Clarke se levantó en dirección al mostrador y volvió momentos después con la edición de la mañana de The Evening News. La foto aparecía en la página 5. En ella se veía a una chica ceñuda de quince años con una larga melena morena y un flequillo que casi le tapaba los ojos.

—Annette McKie —prosiguió Clarke—, conocida entre sus amigas como Zelda, por el juego de ordenador. —Detectó la mirada de Rebus—. Ahora la gente juega con el ordenador; no hace falta ir al pub y meter dinero en una máquina.

—Siempre has tenido una veta ofensiva —farfulló Rebus antes de ponerse a leer de nuevo.

—Cogió el autobús a Inverness para asistir a una fiesta —continuó Clarke—. La invitó alguien a quien conoció en Internet. Lo hemos corroborado. Pero le dijo al conductor que estaba mareada, así que se detuvo junto a una gasolinera de Pitlochry y la dejó bajar. Pasaba otro autobús un par de horas después, pero le dijo que probablemente haría autoestop.

—Y no llegó a Inverness —dijo Rebus, mirando de nuevo la foto. Malhumorada: ¿era una descripción adecuada? Pero, a su juicio, no cabía duda de que se trataba de una pose. Estaba copiando una imagen y un estilo, pero no lo vivía del todo.

—¿Qué hay de su vida familiar?

—No era la mejor. Tenía un historial de absentismo escolar y tomaba drogas. Sus padres se separaron. El padre está en Australia y la madre vive en Lochend con los tres hermanos de Annette.
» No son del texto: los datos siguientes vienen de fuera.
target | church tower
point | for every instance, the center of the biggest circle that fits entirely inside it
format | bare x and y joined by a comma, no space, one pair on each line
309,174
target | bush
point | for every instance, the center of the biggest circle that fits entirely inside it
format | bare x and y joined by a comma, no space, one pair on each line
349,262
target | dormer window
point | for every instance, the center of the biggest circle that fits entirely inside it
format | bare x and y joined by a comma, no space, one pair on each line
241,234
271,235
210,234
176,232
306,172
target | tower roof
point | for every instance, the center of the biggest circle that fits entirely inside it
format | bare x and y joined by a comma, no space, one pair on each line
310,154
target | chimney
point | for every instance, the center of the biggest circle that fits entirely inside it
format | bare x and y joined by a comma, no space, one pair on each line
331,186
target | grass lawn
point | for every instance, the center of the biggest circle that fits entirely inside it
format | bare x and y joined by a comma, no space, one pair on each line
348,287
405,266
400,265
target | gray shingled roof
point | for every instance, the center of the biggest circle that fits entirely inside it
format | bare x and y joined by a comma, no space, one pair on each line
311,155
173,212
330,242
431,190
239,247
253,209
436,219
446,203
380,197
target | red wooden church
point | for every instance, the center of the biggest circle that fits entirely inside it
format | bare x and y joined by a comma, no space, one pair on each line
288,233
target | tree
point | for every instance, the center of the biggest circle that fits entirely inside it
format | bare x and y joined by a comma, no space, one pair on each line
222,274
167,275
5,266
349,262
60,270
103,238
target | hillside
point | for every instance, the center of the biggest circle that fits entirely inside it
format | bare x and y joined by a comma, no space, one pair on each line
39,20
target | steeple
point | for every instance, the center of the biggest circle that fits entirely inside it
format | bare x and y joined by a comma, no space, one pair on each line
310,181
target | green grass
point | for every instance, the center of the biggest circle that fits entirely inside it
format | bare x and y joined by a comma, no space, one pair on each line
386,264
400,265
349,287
Rebus conocía Lochend: no era en modo alguno el barrio más hermoso de la ciudad, pero la dirección de Edimburgo explicaba la intervención de Clarke. Terminó de leer el artículo, pero dejó el periódico abierto sobre la mesa.

—¿No hay nada de su teléfono móvil?

—Solo una foto que le envió a un conocido.

—¿Qué clase de foto?

—Colinas..., campos. Es probable que sean las afueras de Pitlochry. —Clarke estaba mirándolo—. Aquí poco puedes hacer, John —añadió, sin ningún atisbo de antipatía.
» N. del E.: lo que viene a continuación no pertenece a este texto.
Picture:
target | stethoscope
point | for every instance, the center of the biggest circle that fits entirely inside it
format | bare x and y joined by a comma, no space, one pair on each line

—¿Y quién ha dicho que quiera hacer algo?

—No olvides que te conozco.

—Quizá he cambiado.

—Quizá. Pero, en ese caso, alguien debe acallar el rumor que he oído.

—¿Y qué rumor es ese?

—Que has pedido volver al redil.

Rebus la miró.

—¿Quién querría a un carcamal como yo?

—Muy buena pregunta. —Clarke apartó el plato—. Tengo que volver.

—¿No estás impresionada?

—¿Por qué?

—Porque no te haya arrastrado al primer pub por el que hayamos pasado.

—Resulta que no hemos pasado por delante de ningún pub.
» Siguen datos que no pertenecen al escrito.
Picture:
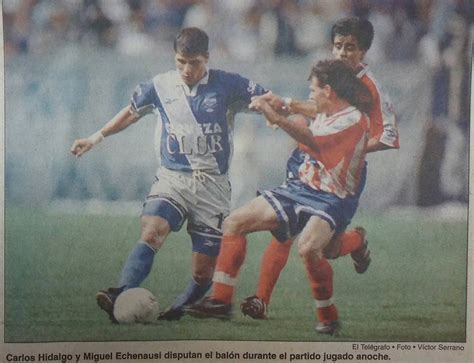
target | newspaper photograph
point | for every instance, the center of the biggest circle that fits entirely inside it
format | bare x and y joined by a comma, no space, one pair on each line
236,181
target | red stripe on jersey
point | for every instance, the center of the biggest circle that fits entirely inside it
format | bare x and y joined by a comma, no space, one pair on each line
336,166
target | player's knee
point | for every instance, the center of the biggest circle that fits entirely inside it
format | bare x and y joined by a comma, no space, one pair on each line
154,232
203,273
234,225
309,250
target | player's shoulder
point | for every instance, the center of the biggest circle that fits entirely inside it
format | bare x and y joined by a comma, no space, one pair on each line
169,76
220,74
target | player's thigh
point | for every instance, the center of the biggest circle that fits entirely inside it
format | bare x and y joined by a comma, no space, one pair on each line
154,230
203,266
316,235
257,215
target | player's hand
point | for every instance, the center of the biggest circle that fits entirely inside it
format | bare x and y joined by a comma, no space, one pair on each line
81,146
261,105
275,101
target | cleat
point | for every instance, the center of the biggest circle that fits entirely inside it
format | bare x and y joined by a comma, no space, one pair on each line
171,314
331,328
254,307
106,300
361,256
210,308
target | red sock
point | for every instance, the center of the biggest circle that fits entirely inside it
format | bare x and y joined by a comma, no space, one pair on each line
350,241
231,257
273,261
320,274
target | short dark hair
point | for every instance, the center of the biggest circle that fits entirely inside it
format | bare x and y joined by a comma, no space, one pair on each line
191,41
340,76
361,29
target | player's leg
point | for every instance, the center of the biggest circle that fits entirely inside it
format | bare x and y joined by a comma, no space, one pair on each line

—Esa debe de ser la respuesta —dijo Rebus, con un gesto de asentimiento.

De vuelta en Gayfield Square, abrió el Saab y le entregó el cartel.

—Guárdalo —le dijo—. Puede que lo necesites.

Entonces lo sorprendió con un abrazo y un último pellizco en la mejilla antes de desaparecer en el interior de la comisaría. Rebus se metió en el coche, dejó el cartel en el asiento del acompañante y lo observó.

ASUNTO OFICIAL DE LA POLICÍA

¿Por qué no un simple «POLICÍA»? No dejaba de mirar aquella palabra. Le había dedicado gran parte de su vida a ella, pero cada año que pasaba se preguntaba qué significaba y cómo encajaba él. «Aquí poco puedes hacer...». Su teléfono le anunció que había un mensaje para él.

¿Es cosa mía o esto se está convirtiendo en un intento de batir el récord mundial del cigarrillo más lento jamás fumado?

Era Cowan otra vez. Rebus decidió no contestar. Sacó una tarjeta de visita del bolsillo. Se la había cambiado a Nina Hazlitt por la suya. En la otra cara figuraban los datos del inspector Gregor Magrath; en el reverso había escrito un número de teléfono, con el nombre de Hazlitt debajo. Dejó la tarjeta en el asiento del acompañante, la metió debajo del cartel de plástico y arrancó el motor.